Lawrence Venuti, Professor of English at Temple University, works in early modern literature, British, American, and foreign poetic traditions, translation theory and history, and literary translation. He is the author of Our Halcyon Dayes: English Prerevolutionary Texts and Postmodern Culture (1989), The Translator's Invisibility: A History of Translation (1995), and The Scandals of Translation: Towards an Ethics of Difference (1998). He is the editor of the anthology of essays, Rethinking Translation: Discourse, Subjectivity, Ideology (1992), and of The Translation Studies Reader (2nd ed. 2004), a survey of translation theory from antiquity to the present.
He is a contributor to the Encyclopedia of Translation Studies (1998) and the Oxford Guide to Literature in English Translation (2000). Recent articles and reviews have appeared in New York Times Book Review, Performance Research, Translation and Literature, and Yale Journal of Criticism. He is a member of the editorial boards of Reformation: The Journal of the Tyndale Society and The Translator: Studies in Intercultural Communication. In 1998, he edited a special issue of The Translator devoted to translation and minority.
His translations from the Italian include Restless Nights: Selected Stories of Dino Buzzati (1983), I.U. Tarchetti's Fantastic Tales (1992), Juan Rodolfo Wilcock's collection of real and imaginary biographies, The Temple of Iconoclasts (2000), Antonia Pozzi''s Breath: Poems and Letters (2002), Italy: A Traveler's Literary Companion (2003), and Melissa P.'s fictionalized memoir, 100 Strokes of the Brush before Bed (2004). His translation projects have won awards and grants from the PEN American Center (1980), the Italian government (1983), the National Endowment for the Arts (1983, 1999), and the National Endowment for the Humanities (1989). In 1999, he held a Fulbright Senior Lectureship in translation studies at the Universitat de Vic (Spain).

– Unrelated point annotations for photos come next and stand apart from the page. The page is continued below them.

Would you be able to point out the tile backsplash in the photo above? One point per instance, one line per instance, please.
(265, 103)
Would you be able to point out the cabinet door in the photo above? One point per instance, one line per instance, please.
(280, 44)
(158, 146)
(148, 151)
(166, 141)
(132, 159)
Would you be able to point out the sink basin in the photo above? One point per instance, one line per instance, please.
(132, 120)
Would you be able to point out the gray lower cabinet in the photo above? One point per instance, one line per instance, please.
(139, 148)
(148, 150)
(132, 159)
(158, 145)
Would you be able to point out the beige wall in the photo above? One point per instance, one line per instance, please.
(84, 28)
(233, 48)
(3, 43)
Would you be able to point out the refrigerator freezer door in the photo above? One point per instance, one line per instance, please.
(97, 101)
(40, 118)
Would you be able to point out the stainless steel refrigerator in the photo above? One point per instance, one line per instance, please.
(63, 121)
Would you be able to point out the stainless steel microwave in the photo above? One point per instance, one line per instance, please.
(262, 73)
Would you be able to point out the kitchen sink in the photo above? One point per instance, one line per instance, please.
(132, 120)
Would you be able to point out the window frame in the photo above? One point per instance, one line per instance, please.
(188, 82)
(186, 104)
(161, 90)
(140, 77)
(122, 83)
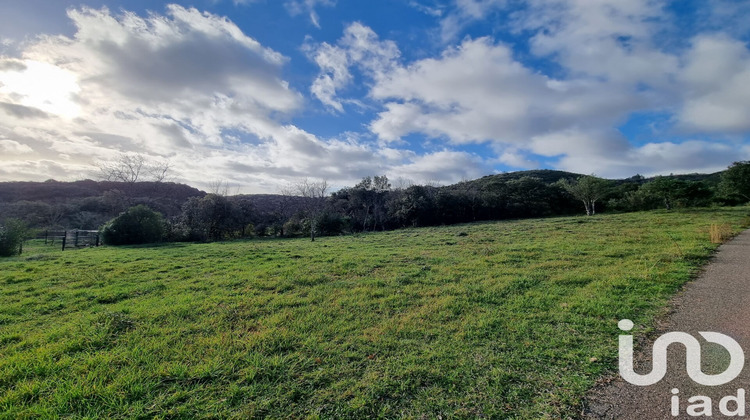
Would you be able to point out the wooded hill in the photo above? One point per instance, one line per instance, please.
(88, 204)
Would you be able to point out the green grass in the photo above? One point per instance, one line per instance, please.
(510, 319)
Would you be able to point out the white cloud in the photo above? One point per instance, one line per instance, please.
(187, 86)
(296, 7)
(359, 46)
(716, 77)
(477, 93)
(444, 167)
(11, 147)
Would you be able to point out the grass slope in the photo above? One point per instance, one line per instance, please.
(510, 319)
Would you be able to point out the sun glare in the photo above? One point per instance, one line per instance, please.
(42, 86)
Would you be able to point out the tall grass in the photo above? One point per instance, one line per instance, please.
(720, 233)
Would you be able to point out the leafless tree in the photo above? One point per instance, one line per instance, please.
(132, 168)
(402, 183)
(223, 187)
(315, 194)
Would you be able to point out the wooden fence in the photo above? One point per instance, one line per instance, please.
(67, 239)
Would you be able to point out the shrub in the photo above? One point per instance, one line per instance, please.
(137, 225)
(12, 234)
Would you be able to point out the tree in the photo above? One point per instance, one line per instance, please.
(666, 189)
(315, 194)
(735, 181)
(137, 225)
(588, 189)
(132, 168)
(12, 234)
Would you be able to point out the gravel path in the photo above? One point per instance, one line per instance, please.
(719, 300)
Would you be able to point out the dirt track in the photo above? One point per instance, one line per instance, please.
(719, 301)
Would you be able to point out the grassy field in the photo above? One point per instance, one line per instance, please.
(510, 319)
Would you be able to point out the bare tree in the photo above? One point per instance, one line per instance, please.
(132, 168)
(223, 187)
(315, 194)
(589, 189)
(402, 183)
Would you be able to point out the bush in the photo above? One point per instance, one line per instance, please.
(137, 225)
(12, 234)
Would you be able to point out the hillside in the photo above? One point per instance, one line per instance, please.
(510, 319)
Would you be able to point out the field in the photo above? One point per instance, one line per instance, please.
(510, 319)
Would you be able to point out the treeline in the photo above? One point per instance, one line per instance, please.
(87, 204)
(185, 214)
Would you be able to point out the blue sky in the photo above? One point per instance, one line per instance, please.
(260, 93)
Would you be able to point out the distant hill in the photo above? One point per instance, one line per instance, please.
(87, 204)
(549, 176)
(53, 192)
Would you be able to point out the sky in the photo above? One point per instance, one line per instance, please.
(262, 93)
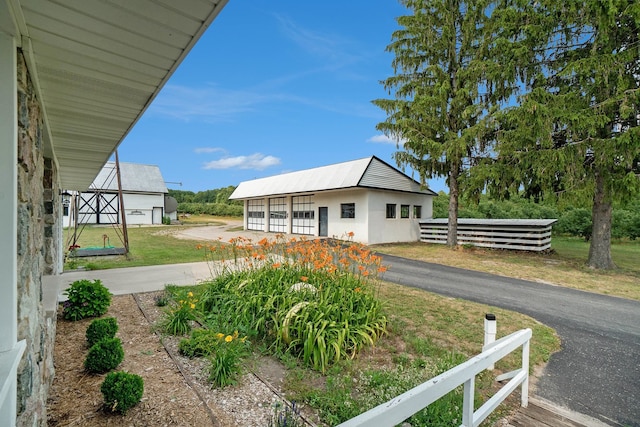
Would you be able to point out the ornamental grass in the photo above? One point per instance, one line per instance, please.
(313, 299)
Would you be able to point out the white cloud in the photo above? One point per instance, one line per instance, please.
(255, 161)
(208, 150)
(384, 139)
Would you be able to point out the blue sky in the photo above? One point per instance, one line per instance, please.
(272, 87)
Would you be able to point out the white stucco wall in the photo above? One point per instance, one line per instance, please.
(340, 227)
(389, 230)
(370, 225)
(139, 207)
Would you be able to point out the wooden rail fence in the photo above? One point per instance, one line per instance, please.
(516, 234)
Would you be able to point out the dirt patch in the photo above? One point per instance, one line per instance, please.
(176, 390)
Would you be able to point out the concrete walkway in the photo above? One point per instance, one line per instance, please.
(127, 280)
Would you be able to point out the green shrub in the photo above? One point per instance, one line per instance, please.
(121, 391)
(86, 298)
(177, 319)
(104, 356)
(100, 329)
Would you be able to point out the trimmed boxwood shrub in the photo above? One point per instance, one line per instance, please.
(100, 329)
(86, 298)
(104, 356)
(121, 391)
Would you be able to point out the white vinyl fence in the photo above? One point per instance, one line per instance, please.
(404, 406)
(513, 234)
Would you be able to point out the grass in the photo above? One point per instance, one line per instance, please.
(422, 334)
(428, 335)
(565, 266)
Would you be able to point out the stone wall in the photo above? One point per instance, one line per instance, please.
(38, 207)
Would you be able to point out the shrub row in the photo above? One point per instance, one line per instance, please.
(120, 390)
(572, 221)
(218, 209)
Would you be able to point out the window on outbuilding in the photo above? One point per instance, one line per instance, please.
(404, 211)
(347, 210)
(391, 210)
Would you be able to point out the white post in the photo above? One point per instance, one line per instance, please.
(524, 398)
(467, 401)
(490, 329)
(10, 350)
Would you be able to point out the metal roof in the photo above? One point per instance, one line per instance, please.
(134, 177)
(369, 172)
(97, 65)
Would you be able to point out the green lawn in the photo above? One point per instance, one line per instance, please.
(625, 253)
(148, 246)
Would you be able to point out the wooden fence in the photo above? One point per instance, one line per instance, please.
(516, 234)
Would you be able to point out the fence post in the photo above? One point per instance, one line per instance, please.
(490, 329)
(524, 395)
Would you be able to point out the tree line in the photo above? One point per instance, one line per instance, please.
(209, 202)
(508, 98)
(572, 220)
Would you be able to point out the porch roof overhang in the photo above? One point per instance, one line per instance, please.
(97, 65)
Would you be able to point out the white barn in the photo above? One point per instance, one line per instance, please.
(144, 195)
(366, 197)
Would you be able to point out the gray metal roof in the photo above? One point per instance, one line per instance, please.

Michael Vitez has been a staff writer at The Philadelphia Inquirer since 1985. He has covered a wide range of assignments, including political conventions, the World Series, elections in Haiti, the funeral of Princes Diana, and has written a twice-weekly column about ordinary people and the extraordinary things they do. He was a Ferris Professor of Journalism at Princeton University in 2000, teaching narrative writing, and was a Michigan Journalism Fellow in 1994-95. He has just completed a book, Rocky Stories, Tales of Love, Hope and Happiness from America's Most Famous Steps, (Paul Dry Books, 2006), a book, co-authored with Inquirer photographer Tom Gralish, about people from all over the nation and world who still come to the Philadelphia Museum of Art every day to run the steps like Rocky Balboa. In 1997, he won the Pulitzer Prize for Explanatory Journalism for a series of narratives he wrote about five individuals and the medical choices they faced, with their families, at the end of their lives.